1972 aber wurde Taipeh aus der Organisation ausgeschlossen. Dies schränkte die Arbeitsmöglichkeiten für Mediziner:innen wie Wu Yung Tung markant ein.

Wu hat eine glänzende Karriere hinter sich: Das taiwanesische Gesundheitsministerium zeichnete ihn für seine Verdienste in der medizinischen Diplomatie aus, er war Berater des taiwanesischen Präsidenten.
Nur die Zusammenarbeit mit der WHO, wie sie für hochrangige Mediziner:innen sonst üblich ist, wurde ihm während seiner gesamten Laufbahn verwehrt.
Taiwan hat seine Position in der WHO mit Sitz in Genf nie wieder zurückerhalten. Stattdessen hält China die Mitgliedschaft inne, das die Souveränität über die selbstverwaltete Insel beansprucht.
Bis heute stossen Taipehs Bemühungen um eine Wiederaufnahme in die WHO auf eine diplomatische Mauer. Dies, obwohl mit der Corona-Pandemie in den letzten Jahren die Dringlichkeit globaler Zusammenarbeit und des Austauschs von Fachwissen deutlicher wurde denn je.
«China betrachtet Taiwan nicht als eigenständigen Staat, sondern als Provinz Chinas», sagt Wen-Ti Sung, der regelmässig für den US-amerikanischen Think Tank Atlantic Council arbeitet.
«Die chinesische Führung will soweit es geht verhindern, dass Taiwan auf transnationaler Ebene angemessen vertreten ist.»

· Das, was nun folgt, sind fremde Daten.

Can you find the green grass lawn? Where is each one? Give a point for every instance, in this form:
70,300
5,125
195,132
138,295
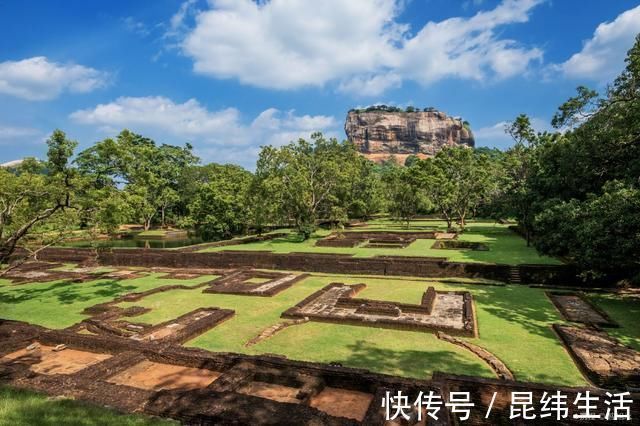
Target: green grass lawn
58,304
26,408
505,246
514,324
625,311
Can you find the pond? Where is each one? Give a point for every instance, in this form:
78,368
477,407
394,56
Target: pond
138,242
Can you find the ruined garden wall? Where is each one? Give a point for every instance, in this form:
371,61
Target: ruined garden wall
314,262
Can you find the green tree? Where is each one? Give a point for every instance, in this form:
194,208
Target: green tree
305,177
457,180
36,194
150,174
220,208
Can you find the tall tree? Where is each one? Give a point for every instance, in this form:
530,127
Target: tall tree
150,174
35,193
305,176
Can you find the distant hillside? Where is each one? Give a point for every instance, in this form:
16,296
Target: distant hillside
379,132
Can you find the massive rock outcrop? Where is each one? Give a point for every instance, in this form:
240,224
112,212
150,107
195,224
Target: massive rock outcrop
380,134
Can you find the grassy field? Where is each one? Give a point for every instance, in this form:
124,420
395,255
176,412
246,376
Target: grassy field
25,408
58,304
514,324
505,314
505,246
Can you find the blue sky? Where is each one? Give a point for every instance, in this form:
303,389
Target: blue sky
232,75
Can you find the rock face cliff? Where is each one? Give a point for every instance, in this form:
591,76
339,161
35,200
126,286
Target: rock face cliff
380,134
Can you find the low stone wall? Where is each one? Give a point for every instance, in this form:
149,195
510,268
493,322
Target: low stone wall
315,262
236,241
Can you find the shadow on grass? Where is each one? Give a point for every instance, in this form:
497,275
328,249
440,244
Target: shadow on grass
66,292
21,407
420,364
511,303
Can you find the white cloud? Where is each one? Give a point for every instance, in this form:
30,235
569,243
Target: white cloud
495,136
10,132
135,26
18,135
602,56
217,135
38,79
373,85
358,44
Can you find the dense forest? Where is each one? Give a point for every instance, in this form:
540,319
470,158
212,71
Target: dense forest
574,192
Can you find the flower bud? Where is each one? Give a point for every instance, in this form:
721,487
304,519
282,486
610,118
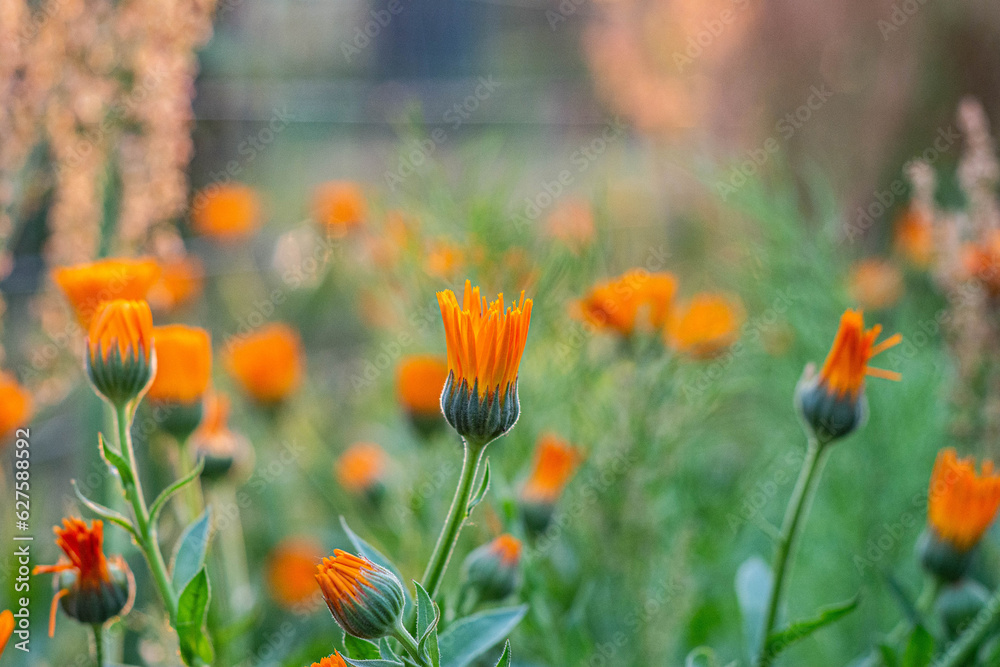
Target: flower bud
365,599
493,570
120,358
91,588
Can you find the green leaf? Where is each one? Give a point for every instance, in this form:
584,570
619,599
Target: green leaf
920,648
105,512
484,486
782,639
361,649
504,660
190,553
753,592
165,495
192,610
375,556
467,639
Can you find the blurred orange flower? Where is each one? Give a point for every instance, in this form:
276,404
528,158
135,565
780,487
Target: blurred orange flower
360,467
875,284
88,286
705,326
962,504
340,206
183,363
555,462
572,223
419,382
290,572
226,212
636,299
15,405
268,363
914,237
180,283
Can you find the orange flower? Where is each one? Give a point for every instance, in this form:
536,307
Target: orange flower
843,373
87,287
485,343
180,283
6,628
572,223
340,206
875,283
226,212
419,382
15,405
183,363
98,588
360,467
290,569
705,326
555,462
636,298
962,504
267,364
914,237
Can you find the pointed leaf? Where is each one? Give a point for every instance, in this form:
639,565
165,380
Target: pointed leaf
467,639
190,553
192,610
165,495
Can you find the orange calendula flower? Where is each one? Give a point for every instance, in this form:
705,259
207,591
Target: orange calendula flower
419,381
226,212
636,299
183,364
361,467
89,286
179,284
365,598
290,573
120,359
485,344
6,628
91,588
268,363
340,206
875,283
705,326
15,405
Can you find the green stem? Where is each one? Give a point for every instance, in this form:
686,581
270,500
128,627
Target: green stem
457,515
409,644
963,647
99,643
794,516
149,542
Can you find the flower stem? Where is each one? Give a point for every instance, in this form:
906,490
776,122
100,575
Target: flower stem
148,540
794,516
457,515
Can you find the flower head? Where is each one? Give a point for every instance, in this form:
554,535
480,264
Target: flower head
120,359
493,569
290,572
705,326
226,212
15,404
635,300
831,402
267,364
89,286
340,206
91,587
365,598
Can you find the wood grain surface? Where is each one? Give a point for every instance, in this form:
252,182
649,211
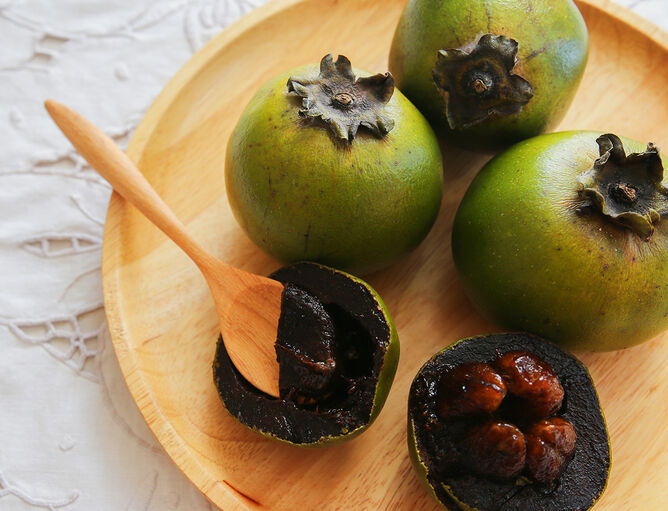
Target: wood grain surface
164,325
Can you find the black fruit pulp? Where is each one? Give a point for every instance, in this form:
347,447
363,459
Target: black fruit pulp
360,339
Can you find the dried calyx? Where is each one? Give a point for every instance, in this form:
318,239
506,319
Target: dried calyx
344,103
627,189
508,403
479,84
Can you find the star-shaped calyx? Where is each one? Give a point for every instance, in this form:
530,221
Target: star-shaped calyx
626,189
479,84
344,103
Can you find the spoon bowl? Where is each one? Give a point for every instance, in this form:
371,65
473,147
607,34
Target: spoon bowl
248,305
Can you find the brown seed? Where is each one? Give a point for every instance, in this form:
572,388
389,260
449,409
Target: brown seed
470,389
496,449
549,443
533,381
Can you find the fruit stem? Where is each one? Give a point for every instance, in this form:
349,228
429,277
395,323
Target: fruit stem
628,190
342,102
479,84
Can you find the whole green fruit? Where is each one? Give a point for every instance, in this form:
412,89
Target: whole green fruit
490,73
305,184
561,237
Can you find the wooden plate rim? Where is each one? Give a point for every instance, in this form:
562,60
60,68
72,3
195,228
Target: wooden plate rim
164,432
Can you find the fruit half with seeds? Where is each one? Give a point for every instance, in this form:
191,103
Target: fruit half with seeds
531,437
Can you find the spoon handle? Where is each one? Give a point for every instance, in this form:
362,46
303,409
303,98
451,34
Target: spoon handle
102,153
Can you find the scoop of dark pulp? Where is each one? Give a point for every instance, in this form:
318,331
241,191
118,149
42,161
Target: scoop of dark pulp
509,449
332,339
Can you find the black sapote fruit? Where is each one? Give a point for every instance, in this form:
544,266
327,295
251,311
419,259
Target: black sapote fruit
564,235
337,350
532,438
490,73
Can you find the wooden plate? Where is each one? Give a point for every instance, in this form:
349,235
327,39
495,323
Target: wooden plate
163,323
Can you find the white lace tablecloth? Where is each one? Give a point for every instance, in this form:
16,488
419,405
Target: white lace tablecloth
70,435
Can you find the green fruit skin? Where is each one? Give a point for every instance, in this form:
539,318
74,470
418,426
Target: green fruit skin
530,263
385,379
300,195
421,469
552,53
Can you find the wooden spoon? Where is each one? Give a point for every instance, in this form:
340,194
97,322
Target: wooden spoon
248,305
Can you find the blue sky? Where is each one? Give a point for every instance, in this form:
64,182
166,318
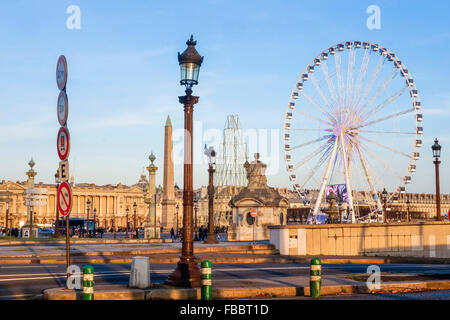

Das allerdings hat Wu, den ehemaligen Präsidenten der TMA, nicht davon abgehalten, mehr als zwei Jahrzehnte seines Lebens der «Wiedereintrittskampagne» Taiwans in die WHO zu widmen.
Für dieses Ziel reist der 87-Jährige bis heute regelmässig als einer der Sonderbotschafter Taiwans nach Genf – zuletzt vergangenen Mai während der 78. Weltgesundheits-Versammlung (WHA).
«Für die taiwanesische Öffentlichkeit und die Regierung ist es unfair, weder Beobachter noch Mitglied zu sein», sagt Wu gegenüber Swissinfo. «Ohne diese Chance verliert man Wissen und Zusammenarbeit.»

Die Auswirkungen
In Wus Jugend war Taiwan noch auf die medizinische Unterstützung der WHO angewiesen. «Taiwans Wirtschaft und Regierungssystem hatten damals noch keinen hohen Standard erreicht», sagt er.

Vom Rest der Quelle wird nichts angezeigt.